2. Consider the Overall Approach to Dentistry
It is important that you and your dentist see eye to eye on your overall approach to dental health. Do you prefer an old-school dentist with a paternalistic bedside manner? Are you looking for cutting-edge treatments? Do you want to be a collaborator in your own dental care, or would you rather have your dentist make all of the major decisions? None of these are right or wrong, but the dentist you select should reflect your own personal style.
3. Think of the Practicalities
Your dentist’s office should be reasonably convenient to your home or workplace, and the office hours should fit with your schedule. You should choose a dentist who accepts your insurance plan, and offers some type of financing for extensive procedures. Take a look at the missed appointment policy as well, especially if your schedule is tight and ever-changing.

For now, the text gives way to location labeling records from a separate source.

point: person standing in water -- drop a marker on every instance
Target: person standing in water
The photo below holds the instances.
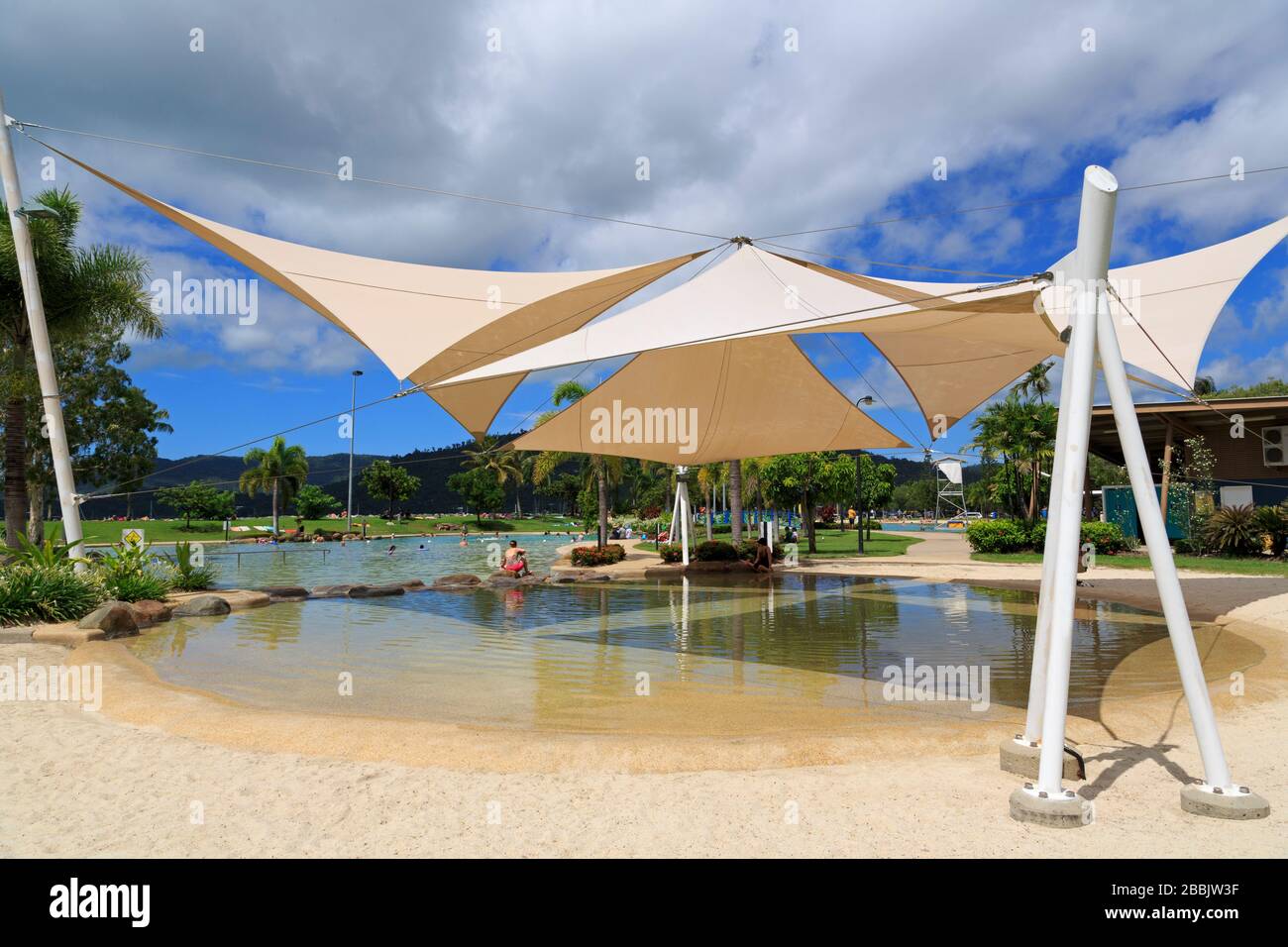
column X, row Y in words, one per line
column 515, row 560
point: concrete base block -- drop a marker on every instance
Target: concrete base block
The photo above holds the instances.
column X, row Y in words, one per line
column 1021, row 759
column 1059, row 812
column 1236, row 804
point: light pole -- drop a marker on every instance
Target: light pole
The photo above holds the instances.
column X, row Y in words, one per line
column 858, row 474
column 353, row 421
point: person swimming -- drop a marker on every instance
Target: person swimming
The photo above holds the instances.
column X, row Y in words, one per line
column 515, row 560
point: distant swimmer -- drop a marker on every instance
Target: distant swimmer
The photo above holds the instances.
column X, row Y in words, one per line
column 515, row 560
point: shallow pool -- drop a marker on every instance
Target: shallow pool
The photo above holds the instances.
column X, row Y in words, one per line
column 248, row 566
column 579, row 657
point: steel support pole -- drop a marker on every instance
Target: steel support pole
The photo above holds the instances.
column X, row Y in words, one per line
column 1087, row 279
column 51, row 401
column 1218, row 774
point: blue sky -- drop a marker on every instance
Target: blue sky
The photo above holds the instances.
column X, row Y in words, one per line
column 742, row 133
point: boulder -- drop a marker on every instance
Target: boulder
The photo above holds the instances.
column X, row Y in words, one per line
column 202, row 605
column 286, row 592
column 458, row 579
column 375, row 590
column 340, row 590
column 149, row 612
column 114, row 618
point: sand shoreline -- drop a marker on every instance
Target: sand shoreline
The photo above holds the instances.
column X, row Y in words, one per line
column 128, row 781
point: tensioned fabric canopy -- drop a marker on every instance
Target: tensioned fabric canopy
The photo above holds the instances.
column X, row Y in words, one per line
column 720, row 344
column 424, row 322
column 953, row 344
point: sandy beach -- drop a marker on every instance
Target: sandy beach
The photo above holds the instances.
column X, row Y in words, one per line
column 163, row 771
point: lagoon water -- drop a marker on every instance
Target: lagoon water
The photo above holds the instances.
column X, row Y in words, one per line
column 578, row 659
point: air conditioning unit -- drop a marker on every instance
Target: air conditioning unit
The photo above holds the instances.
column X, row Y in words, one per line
column 1274, row 446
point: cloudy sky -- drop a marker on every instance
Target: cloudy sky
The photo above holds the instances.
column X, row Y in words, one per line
column 755, row 118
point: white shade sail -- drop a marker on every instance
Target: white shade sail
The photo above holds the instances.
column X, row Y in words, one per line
column 423, row 322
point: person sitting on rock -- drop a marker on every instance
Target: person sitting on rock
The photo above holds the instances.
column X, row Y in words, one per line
column 515, row 560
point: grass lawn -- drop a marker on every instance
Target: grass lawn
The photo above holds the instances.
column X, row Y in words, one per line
column 836, row 544
column 172, row 530
column 1209, row 564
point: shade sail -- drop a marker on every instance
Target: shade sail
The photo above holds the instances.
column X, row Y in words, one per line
column 421, row 321
column 949, row 342
column 1175, row 300
column 711, row 402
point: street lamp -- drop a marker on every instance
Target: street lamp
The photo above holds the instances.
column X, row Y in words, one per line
column 866, row 401
column 353, row 421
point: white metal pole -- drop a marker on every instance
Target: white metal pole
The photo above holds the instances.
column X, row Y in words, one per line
column 1150, row 513
column 353, row 436
column 1087, row 275
column 51, row 399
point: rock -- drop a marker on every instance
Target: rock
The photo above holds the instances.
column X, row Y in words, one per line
column 340, row 590
column 202, row 605
column 286, row 592
column 375, row 590
column 149, row 612
column 458, row 579
column 114, row 618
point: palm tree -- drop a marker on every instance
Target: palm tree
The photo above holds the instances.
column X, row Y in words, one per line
column 84, row 289
column 735, row 499
column 603, row 470
column 278, row 471
column 1035, row 381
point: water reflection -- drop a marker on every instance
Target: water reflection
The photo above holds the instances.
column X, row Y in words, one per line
column 575, row 656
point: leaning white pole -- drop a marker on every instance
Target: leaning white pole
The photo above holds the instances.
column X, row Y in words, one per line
column 51, row 401
column 1047, row 801
column 1160, row 560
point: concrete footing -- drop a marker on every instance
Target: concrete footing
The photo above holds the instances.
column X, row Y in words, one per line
column 1021, row 759
column 1236, row 802
column 1065, row 810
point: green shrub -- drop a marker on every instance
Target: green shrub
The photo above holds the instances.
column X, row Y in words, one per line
column 1234, row 531
column 747, row 551
column 715, row 551
column 1108, row 539
column 997, row 536
column 593, row 556
column 31, row 594
column 132, row 574
column 1274, row 523
column 188, row 575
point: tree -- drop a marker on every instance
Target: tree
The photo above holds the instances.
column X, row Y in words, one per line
column 1035, row 381
column 279, row 472
column 1022, row 434
column 478, row 489
column 394, row 483
column 314, row 502
column 198, row 500
column 805, row 478
column 84, row 289
column 735, row 500
column 111, row 424
column 600, row 468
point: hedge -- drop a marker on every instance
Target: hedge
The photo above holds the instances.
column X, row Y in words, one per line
column 1013, row 536
column 593, row 556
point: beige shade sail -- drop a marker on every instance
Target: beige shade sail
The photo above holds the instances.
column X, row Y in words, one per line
column 423, row 322
column 954, row 344
column 711, row 402
column 1171, row 304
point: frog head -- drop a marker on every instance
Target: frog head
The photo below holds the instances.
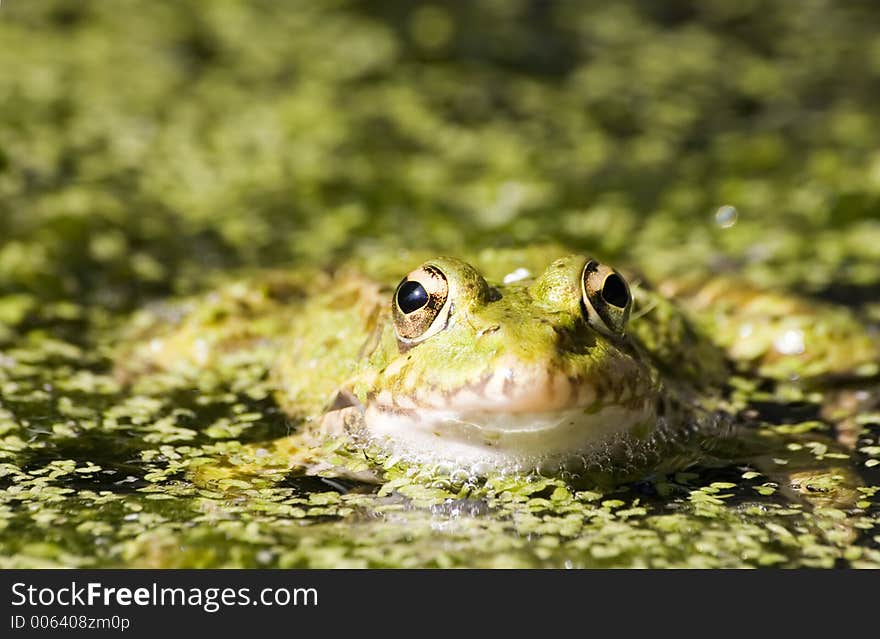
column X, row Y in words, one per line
column 516, row 374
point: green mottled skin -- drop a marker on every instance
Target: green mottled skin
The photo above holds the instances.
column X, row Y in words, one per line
column 327, row 340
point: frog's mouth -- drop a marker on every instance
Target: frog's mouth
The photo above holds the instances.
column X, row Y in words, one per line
column 530, row 422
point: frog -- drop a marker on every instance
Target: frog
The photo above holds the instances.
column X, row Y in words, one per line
column 508, row 361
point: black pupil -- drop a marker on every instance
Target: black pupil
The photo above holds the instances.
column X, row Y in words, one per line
column 411, row 297
column 614, row 291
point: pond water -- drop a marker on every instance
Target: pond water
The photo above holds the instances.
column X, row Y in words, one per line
column 150, row 158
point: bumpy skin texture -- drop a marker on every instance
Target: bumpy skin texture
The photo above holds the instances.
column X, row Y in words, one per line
column 514, row 345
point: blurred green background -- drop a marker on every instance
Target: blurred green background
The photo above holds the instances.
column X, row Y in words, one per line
column 144, row 144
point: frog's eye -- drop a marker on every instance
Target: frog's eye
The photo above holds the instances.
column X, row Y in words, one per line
column 420, row 305
column 606, row 298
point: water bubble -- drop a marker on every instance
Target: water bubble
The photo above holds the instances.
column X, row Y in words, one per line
column 726, row 216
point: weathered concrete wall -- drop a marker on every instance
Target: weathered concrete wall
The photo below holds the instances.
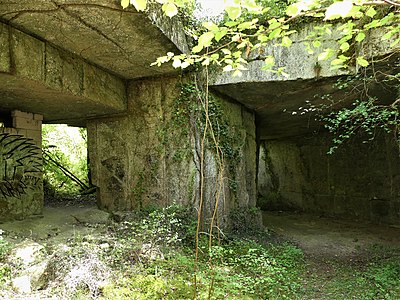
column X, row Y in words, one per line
column 359, row 180
column 149, row 157
column 21, row 178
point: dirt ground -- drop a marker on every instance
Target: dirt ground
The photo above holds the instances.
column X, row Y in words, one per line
column 56, row 224
column 333, row 249
column 320, row 236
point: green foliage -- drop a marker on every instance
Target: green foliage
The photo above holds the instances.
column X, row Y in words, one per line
column 5, row 270
column 64, row 147
column 366, row 117
column 239, row 269
column 251, row 25
column 376, row 279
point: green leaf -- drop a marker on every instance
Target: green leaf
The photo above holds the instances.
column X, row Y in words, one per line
column 275, row 33
column 176, row 63
column 292, row 10
column 140, row 5
column 197, row 49
column 231, row 23
column 395, row 42
column 252, row 6
column 338, row 10
column 220, row 34
column 170, row 9
column 227, row 68
column 387, row 35
column 371, row 12
column 205, row 39
column 246, row 25
column 226, row 51
column 286, row 41
column 211, row 26
column 316, row 44
column 362, row 62
column 124, row 3
column 345, row 46
column 269, row 62
column 360, row 37
column 326, row 54
column 233, row 12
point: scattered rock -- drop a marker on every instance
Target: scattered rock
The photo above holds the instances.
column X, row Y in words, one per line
column 92, row 216
column 33, row 262
column 22, row 284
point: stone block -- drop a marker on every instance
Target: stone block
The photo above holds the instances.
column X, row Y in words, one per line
column 28, row 55
column 38, row 117
column 103, row 87
column 28, row 124
column 35, row 135
column 63, row 71
column 4, row 49
column 21, row 114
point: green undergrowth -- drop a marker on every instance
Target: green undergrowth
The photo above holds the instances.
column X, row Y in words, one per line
column 375, row 276
column 156, row 260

Also consider how the office policies align with your family’s needs and concerns. Is the dentist skilled at handling nervous patients? Is sedation available if needed? Does the dentist handle complex cases, or serve as a treatment coordinator with a network of specialists? Is it acceptable to bring a relative or friend into the treatment room? Again, there is no right or wrong, but some policies do not mesh well with some individual needs or desires.
4. Consider the Costs
Dentist fees are complicated, so there is typically no way to get a firm price without an exam. Still, it is worth calling around to compare ballpark fees either on specific work, or on such common procedures as X-rays and simple fillings. Don’t choose your dentist based solely on price, but make sure that the one you choose is reasonably competitive in your local area.
5. Take a Look Around
Stop by the offices of your top few dentists to get a feel for how they operate. Is the waiting room clean and inviting? Do you receive a warm welcome? Are treatment rooms clean, and do staff practice universal precautions? Also take the time to ask a few questions and note the responses. Do you feel like there is an open and honest rapport, or does the staff seem bothered and rushed?
6. Personal Connection
Finally, make an appointment with the dentist you like best. Ultimately, this is the only way to tell whether you truly click. Think of this as a final interview rather than a firm commitment. Get to know the dentist and staff, and think through whether these are people with whom you feel comfortable. If you are unsure, feel free to move on.
Finding a good dentist is relatively simple, but finding a good dentist that is right for you can be trickier. Put in the time and effort to find someone with whom you can truly build a professional relationship based on trust and rapport. Do not entrust your family’s dental health to a dentist who, for whatever reason, you just don’t feel comfortable with.